The amount of fresh water available for human use is of utmost importance. Until the recent rainfall which ended a drought in Cape Town, South Africa, the government there had been desperately planning for Day Zero: the day when the city's water supply would run dry. So knowing where the fresh water is, and where it's going, is enormously important when planning for the future.
Now, using data gathered by the Gravity Recovery and Climate Satellite (GRACE) from 2002 to 2016, a team at NASA Goddard Space Flight Centre were able to measure trends in the amount of freshwater in any particular region, once they had accounted for the change caused by the seasons.
"We found eight were associated with climate change, 14 associated with direct human impact, water management in particular and groundwater pumping and only 12 of them were caused by natural variability alone," says Chief of the Hydrological Science Laboratory at NASA Goddard, Matthew Rodell.
GRACE is a unique satellite system for two reasons. The first is that it doesn’t use electromagnetic waves, like light or radio, from the planet to make its measurements. The second is that it’s actually a pair of satellites.
The two fly about 220 km apart in an orbit that takes them over the Earth’s poles, and they measure the distance between themselves. When one satellite passes through an area of high gravity, it gets pulled ahead of the other slightly.
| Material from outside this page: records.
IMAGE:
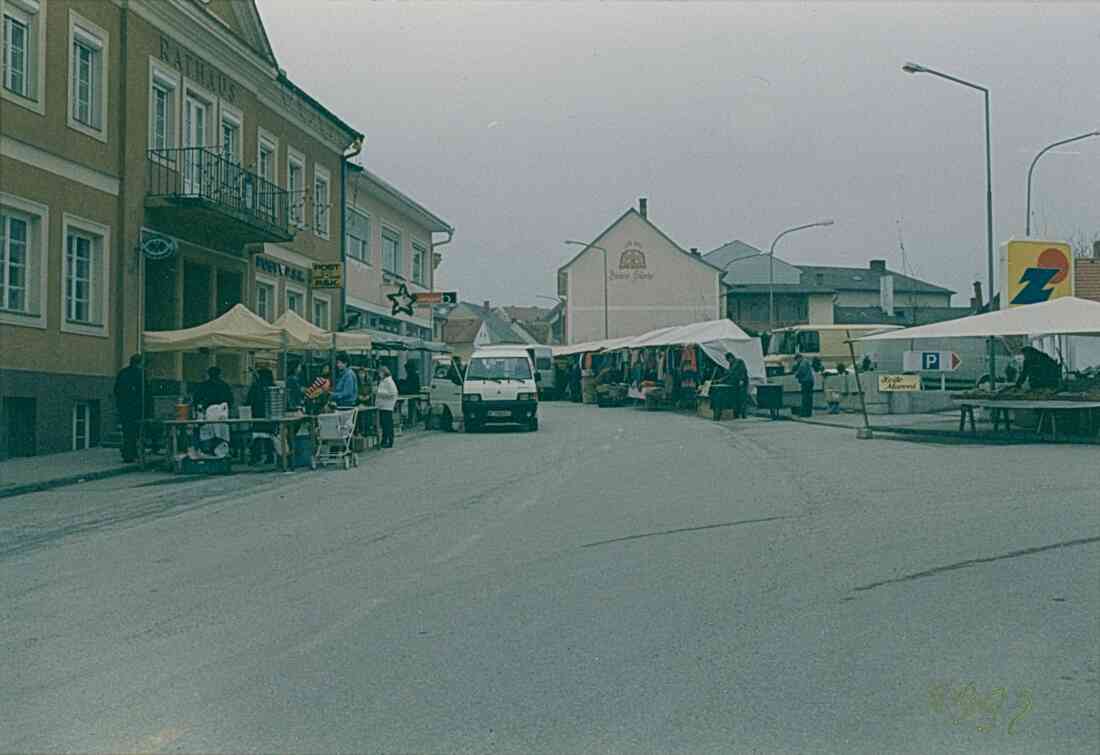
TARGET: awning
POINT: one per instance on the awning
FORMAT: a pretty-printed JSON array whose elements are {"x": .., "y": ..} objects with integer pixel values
[
  {"x": 239, "y": 329},
  {"x": 305, "y": 335},
  {"x": 1068, "y": 316}
]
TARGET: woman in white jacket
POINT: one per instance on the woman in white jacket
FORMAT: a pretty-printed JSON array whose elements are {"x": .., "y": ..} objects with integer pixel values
[{"x": 385, "y": 397}]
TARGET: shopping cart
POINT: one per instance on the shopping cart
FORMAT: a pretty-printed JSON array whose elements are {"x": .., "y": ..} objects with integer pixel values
[{"x": 333, "y": 439}]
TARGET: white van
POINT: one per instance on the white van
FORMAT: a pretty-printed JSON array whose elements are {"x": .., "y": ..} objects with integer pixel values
[{"x": 501, "y": 386}]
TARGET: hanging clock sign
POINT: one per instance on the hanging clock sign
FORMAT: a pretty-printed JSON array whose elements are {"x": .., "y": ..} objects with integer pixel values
[{"x": 156, "y": 247}]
This change is registered and can be used to build up a map of Earth’s gravity field.
Using this system, the NASA team were able to confirm changes in water availability that were known anecdotally, such as in northern India, but were also able to spot previously unknown changes, like groundwater depletion happening in Northern China.
The largest changes, both gains and losses, occurred in Antarctica. The increases in freshwater were likely caused by snow accumulation, whereas the losses were likely due to the impact of climate change.
The cause of these changes in the amount of freshwater has a variety of causes. Many are caused by, or likely to have been caused by climate change. There were, however, several other factors. An increase of freshwater in Eastern China was likely due to the filling of the Three Gorges Dam, and other reservoirs.
By looking at how much any trend looks like a straight line on a graph, also called its “coefficient of determination”, the team were able to make inferences about how lasting, or temporary, any trend might be.
"People are somewhat addicted to groundwater use for irrigating agriculture, so it would take a substantial change, perhaps a policy change or a great improvement in water use efficiency in order for those trends to diminish," explains Rodell.
An understanding of this model and an awareness of freshwater availability across the globe is vitally important. The knowledge that a place may be running out of freshwater will help local governments plan for their future.
Commenting on the results, which are published in the journal Nature, Rodell emphasises the crucial importance of water to human existence, pointing out that "it's critical we have an understanding of how freshwater availability is changing and this is the first time we really have a global map of how those changes have been occurring."